Otra de las dulces rutinas es, por supuesto, el tiempo compartido con nuestros hijos pequeños. Sus primeros baños en el mar, las risas, las pequeñas excursiones, los cuentos, los paseos nocturnos en busca de un helado, los columpios o las películas al aire libre. El verano es también la estación ideal para nuestros sueños y proyectos personales. Durante las vacaciones hacemos balance de los meses pasados, nos replanteamos la vida futura y soñamos con que todo es posible. El silencio de la ciudad deshabitada o el murmullo de las olas nos permiten la concentración adecuada que invita a leer y a pensar. A la reflexión individual y al encuentro con uno mismo.

He nadado ya un kilómetro y paro a descansar. Me tumbo boca arriba haciéndome el muerto. Solo dejo la nariz y los ojos fuera del agua. El aire fresco mece los árboles, ya no hay sol y las nubes empiezan a oscurecer mi visión azul. Las sombras alargadas lo van cubriendo todo. Primero las gradas, luego el césped, finalmente a los bañistas.

La piscina se cubre en otoño de una gran bóveda blanca para seguir funcionando. Pero la crisis ha fracturado este año todas las rutinas, también las del invierno y proyecta largas sombras sobre el futuro. Hoy los monitores se han despedido de sus alumnos. Llevaban enseñando casi 8 años y han acabado haciendo amigos en el agua. Tímidamente, uno de ellos toma el micrófono y con voz entrecortada agradece a los presentes el interés y los momentos compartidos. Su despedida queda distorsionada dentro del agua. En esta piscina pública se han tejido cientos de historias. De amistad, de amor y superación personal. Los niños han aprendido a nadar y los jóvenes se han entrenado durante todo el año. Incluso los más pequeños han llegado a ver sirenas en lo más profundo.

Empiezan a caer las primeras gotas de lluvia. La piscina está vacía. Las dulces rutinas de verano quedarán pronto olvidadas por las amargas obligaciones del otoño, que se vuelven preocupaciones comunes en los días fríos y cortos del invierno. Y a veces, acaban convertidas en obsesiones. Las vacaciones siempre son cortas -no nos cansamos de repetirlo-. En octubre ya todo parecerá distinto. Guardaremos nuestros hábitos preferidos junto a las sandalias y el bañador. Se apagarán también las fiestas patronales, sonarán los últimos cohetes de los pueblos vecinos y la piel bronceada perderá definitivamente su color.
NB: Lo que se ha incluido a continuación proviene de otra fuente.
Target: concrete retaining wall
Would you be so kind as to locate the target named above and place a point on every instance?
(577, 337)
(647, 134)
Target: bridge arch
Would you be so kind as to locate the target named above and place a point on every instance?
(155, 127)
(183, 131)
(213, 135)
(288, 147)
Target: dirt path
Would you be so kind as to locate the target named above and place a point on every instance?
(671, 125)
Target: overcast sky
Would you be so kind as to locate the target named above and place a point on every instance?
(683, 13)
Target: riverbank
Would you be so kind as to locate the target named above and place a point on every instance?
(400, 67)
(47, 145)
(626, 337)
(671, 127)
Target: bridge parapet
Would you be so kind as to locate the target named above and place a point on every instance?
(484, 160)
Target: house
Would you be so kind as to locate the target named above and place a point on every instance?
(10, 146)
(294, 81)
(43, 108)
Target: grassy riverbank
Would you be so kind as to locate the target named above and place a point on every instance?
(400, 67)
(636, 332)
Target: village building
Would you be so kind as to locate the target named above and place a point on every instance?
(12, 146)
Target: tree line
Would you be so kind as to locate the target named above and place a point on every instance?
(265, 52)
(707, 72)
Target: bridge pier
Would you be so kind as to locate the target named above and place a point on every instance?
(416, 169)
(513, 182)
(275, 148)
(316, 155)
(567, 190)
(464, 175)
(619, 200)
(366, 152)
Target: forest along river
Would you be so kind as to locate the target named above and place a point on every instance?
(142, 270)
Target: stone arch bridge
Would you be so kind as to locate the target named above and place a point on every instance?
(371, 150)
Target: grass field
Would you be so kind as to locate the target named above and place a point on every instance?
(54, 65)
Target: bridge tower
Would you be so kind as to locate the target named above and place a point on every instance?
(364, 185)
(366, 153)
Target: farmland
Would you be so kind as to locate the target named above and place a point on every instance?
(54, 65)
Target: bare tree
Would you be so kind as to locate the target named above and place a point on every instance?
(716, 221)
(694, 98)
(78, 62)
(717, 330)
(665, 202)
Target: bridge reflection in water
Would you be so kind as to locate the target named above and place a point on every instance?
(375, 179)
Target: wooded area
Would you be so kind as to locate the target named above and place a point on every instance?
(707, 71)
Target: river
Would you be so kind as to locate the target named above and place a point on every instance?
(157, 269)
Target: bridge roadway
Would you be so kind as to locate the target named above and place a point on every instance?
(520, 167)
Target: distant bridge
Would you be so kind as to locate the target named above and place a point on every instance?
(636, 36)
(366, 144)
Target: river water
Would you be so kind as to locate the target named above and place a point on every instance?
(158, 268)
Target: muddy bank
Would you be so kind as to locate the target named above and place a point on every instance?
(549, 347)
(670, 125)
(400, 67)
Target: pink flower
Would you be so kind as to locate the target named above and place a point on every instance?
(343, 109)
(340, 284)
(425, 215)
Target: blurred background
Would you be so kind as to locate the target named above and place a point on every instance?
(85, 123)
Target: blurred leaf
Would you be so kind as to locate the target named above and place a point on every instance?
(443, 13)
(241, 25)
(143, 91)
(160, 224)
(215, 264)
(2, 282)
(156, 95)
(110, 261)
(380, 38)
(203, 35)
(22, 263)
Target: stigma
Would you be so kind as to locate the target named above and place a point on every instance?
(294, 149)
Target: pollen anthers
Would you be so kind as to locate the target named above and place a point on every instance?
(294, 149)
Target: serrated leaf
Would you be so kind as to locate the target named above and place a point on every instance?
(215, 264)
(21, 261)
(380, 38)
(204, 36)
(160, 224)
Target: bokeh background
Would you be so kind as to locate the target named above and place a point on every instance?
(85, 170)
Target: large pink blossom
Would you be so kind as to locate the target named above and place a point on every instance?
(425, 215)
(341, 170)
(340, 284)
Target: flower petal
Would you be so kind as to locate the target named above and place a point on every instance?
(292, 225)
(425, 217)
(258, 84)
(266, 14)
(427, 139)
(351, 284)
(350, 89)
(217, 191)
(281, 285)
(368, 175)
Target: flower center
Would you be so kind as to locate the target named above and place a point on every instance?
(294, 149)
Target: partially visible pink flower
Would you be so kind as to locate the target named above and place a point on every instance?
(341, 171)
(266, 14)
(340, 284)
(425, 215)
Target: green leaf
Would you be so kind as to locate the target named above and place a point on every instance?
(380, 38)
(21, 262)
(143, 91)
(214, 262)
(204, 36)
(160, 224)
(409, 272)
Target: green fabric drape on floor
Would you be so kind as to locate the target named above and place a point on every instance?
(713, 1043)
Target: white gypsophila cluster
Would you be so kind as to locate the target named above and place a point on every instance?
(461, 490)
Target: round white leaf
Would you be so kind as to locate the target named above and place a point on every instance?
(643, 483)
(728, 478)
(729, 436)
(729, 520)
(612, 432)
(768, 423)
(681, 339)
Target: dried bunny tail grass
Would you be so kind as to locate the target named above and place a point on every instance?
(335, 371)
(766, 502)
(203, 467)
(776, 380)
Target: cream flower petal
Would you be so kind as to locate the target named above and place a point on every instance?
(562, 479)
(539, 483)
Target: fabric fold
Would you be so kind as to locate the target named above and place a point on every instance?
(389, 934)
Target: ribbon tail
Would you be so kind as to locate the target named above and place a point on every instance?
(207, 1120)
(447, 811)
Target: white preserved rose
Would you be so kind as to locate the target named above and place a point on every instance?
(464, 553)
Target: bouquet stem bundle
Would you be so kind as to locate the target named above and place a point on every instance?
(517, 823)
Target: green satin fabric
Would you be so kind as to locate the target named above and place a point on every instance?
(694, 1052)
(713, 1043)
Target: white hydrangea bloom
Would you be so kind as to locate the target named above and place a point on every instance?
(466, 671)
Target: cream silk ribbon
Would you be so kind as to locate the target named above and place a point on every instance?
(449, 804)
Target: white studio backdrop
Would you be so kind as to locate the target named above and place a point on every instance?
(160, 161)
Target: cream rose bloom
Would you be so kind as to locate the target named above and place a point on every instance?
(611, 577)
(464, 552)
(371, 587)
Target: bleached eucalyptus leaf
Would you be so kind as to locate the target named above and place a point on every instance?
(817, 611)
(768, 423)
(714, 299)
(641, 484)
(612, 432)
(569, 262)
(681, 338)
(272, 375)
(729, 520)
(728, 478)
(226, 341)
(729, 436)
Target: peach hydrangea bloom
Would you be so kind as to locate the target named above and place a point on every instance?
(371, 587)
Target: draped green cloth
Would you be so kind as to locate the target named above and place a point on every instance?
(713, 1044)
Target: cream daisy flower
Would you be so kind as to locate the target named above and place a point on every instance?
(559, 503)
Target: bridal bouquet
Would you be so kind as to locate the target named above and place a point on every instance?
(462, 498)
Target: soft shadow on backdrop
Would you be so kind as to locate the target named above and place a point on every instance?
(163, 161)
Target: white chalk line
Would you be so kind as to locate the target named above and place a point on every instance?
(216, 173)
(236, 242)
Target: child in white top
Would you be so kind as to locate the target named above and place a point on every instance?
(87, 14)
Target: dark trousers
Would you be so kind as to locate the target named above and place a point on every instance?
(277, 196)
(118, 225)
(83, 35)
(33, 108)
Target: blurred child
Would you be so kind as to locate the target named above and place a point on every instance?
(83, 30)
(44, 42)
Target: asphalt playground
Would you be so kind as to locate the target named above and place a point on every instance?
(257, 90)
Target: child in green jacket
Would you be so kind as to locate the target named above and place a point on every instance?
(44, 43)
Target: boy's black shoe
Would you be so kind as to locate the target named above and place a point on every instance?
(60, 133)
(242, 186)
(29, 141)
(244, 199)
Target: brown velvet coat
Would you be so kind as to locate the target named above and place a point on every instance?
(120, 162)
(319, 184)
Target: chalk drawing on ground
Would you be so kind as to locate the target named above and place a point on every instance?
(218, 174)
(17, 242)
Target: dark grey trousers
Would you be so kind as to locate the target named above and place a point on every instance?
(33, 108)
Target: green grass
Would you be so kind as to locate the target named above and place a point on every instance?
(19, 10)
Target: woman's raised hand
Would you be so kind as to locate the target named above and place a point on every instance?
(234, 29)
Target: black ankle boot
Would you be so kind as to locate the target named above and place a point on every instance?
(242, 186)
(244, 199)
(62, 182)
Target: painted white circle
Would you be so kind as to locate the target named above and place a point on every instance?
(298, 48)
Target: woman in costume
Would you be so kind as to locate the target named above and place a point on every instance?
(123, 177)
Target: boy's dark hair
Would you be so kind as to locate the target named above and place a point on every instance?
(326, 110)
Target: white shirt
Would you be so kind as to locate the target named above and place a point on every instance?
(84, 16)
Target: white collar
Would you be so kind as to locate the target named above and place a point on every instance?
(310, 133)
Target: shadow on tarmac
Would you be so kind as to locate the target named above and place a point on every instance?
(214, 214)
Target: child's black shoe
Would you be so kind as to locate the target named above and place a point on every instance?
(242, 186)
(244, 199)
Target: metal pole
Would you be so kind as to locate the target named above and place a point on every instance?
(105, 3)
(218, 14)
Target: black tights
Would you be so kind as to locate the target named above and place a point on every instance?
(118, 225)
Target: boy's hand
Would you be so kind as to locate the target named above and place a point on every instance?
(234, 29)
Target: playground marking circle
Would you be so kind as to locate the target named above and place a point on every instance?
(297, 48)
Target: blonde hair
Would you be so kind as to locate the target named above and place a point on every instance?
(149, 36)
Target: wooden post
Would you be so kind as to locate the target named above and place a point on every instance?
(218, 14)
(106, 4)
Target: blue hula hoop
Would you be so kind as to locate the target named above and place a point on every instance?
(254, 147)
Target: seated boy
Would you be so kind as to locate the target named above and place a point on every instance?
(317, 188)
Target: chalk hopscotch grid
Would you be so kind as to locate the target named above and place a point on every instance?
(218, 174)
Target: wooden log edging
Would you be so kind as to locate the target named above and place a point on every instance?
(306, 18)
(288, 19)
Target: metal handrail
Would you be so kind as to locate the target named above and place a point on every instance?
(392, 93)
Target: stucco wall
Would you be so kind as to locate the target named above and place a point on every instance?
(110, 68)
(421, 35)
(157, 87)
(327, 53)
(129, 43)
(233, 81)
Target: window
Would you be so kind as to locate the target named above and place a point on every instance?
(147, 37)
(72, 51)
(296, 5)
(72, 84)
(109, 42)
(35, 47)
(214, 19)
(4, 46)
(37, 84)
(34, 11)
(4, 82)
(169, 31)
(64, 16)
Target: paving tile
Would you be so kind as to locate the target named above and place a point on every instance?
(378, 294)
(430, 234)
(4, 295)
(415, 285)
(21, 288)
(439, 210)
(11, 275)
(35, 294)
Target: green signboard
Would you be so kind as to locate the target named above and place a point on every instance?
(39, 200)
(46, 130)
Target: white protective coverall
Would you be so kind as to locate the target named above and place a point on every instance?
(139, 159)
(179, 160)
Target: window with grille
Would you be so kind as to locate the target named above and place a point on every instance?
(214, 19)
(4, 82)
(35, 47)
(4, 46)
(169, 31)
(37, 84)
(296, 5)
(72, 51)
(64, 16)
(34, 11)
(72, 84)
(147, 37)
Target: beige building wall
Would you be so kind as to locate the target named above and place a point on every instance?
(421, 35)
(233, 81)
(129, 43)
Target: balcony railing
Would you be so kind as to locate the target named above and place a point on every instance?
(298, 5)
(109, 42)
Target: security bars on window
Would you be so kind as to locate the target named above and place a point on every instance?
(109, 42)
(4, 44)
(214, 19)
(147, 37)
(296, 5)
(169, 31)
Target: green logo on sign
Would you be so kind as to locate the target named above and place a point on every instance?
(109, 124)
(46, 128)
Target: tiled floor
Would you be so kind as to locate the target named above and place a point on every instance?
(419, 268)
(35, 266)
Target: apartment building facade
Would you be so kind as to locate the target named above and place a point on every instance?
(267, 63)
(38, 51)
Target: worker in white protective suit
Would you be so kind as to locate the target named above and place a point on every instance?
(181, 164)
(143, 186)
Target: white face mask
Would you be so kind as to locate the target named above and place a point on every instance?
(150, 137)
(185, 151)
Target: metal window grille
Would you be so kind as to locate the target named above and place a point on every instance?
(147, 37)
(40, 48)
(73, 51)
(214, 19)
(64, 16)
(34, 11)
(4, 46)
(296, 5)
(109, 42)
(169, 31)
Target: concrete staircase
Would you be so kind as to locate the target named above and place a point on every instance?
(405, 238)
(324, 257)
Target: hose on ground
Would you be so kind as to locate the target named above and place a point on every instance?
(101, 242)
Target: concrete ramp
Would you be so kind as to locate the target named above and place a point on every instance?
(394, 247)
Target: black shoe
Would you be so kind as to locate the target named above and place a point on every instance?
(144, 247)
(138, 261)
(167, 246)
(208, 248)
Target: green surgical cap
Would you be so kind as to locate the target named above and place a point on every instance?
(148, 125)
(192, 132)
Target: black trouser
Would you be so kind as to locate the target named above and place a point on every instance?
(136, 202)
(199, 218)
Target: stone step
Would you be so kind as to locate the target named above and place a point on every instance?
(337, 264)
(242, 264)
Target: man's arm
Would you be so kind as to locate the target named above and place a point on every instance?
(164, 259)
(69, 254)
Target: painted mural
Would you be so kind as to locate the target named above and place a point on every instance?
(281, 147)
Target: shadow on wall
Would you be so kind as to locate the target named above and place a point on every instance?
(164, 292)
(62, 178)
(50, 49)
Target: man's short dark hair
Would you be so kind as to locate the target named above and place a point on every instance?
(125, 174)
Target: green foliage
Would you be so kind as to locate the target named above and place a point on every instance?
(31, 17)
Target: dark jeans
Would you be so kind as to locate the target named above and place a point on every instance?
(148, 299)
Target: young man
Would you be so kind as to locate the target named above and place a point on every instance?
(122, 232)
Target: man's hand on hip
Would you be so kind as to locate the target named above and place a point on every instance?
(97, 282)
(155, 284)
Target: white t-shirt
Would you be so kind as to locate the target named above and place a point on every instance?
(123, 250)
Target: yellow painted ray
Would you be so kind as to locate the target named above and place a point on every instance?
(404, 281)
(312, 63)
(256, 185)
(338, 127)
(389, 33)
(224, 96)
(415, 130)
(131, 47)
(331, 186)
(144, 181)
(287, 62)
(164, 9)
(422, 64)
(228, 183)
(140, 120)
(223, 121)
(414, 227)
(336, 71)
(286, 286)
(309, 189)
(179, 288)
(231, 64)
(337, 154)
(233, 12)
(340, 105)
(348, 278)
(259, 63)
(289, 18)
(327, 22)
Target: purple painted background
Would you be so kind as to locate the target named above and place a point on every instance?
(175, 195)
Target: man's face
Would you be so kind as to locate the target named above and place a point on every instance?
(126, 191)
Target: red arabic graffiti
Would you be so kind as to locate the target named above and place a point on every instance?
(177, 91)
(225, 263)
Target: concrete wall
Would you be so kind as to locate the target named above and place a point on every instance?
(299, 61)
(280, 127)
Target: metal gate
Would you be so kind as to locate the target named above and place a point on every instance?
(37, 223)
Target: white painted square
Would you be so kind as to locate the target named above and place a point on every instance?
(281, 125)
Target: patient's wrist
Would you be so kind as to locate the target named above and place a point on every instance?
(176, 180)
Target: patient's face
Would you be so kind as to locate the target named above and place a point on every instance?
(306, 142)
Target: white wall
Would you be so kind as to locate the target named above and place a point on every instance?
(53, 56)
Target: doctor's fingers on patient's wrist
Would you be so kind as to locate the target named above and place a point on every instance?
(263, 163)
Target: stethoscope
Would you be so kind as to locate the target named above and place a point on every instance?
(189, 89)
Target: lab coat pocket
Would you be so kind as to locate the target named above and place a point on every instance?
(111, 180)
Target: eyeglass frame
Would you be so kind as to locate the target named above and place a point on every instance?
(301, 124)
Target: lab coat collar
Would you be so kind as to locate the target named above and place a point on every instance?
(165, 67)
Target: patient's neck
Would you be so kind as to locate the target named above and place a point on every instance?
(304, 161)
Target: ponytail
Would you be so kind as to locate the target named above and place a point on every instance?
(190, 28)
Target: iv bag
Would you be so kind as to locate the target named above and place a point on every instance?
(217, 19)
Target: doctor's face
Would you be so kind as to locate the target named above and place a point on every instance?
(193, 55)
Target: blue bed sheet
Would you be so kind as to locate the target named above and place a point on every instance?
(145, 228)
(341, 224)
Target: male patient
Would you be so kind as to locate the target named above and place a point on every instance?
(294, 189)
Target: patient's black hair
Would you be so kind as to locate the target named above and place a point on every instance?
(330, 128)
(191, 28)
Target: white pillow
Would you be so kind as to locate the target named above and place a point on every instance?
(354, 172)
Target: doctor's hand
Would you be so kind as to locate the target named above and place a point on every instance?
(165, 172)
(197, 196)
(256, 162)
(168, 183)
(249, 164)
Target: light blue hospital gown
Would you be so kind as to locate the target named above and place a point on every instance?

El verano es una especie de paréntesis vital
El verano es una especie de paréntesis vital

He escrito alguna vez que el verano es una especie de paréntesis vital donde todo pierde temporalmente su sentido, donde solemos andar despreocupados y alejados de la realidad. Días felices en que nos sumergimos y olvidamos nuestras sombras tristes del invierno. Así lo creo. Pero, al final, el tiempo nos acaba dando caza otro año más y el verano vuelve a ser historia.

Durante las vacaciones hacemos balance de los meses pasados, nos replanteamos la vida futura y soñamos con que todo es posible. El silencio de la ciudad deshabitada o el murmullo de las olas nos permiten la concentración adecuada.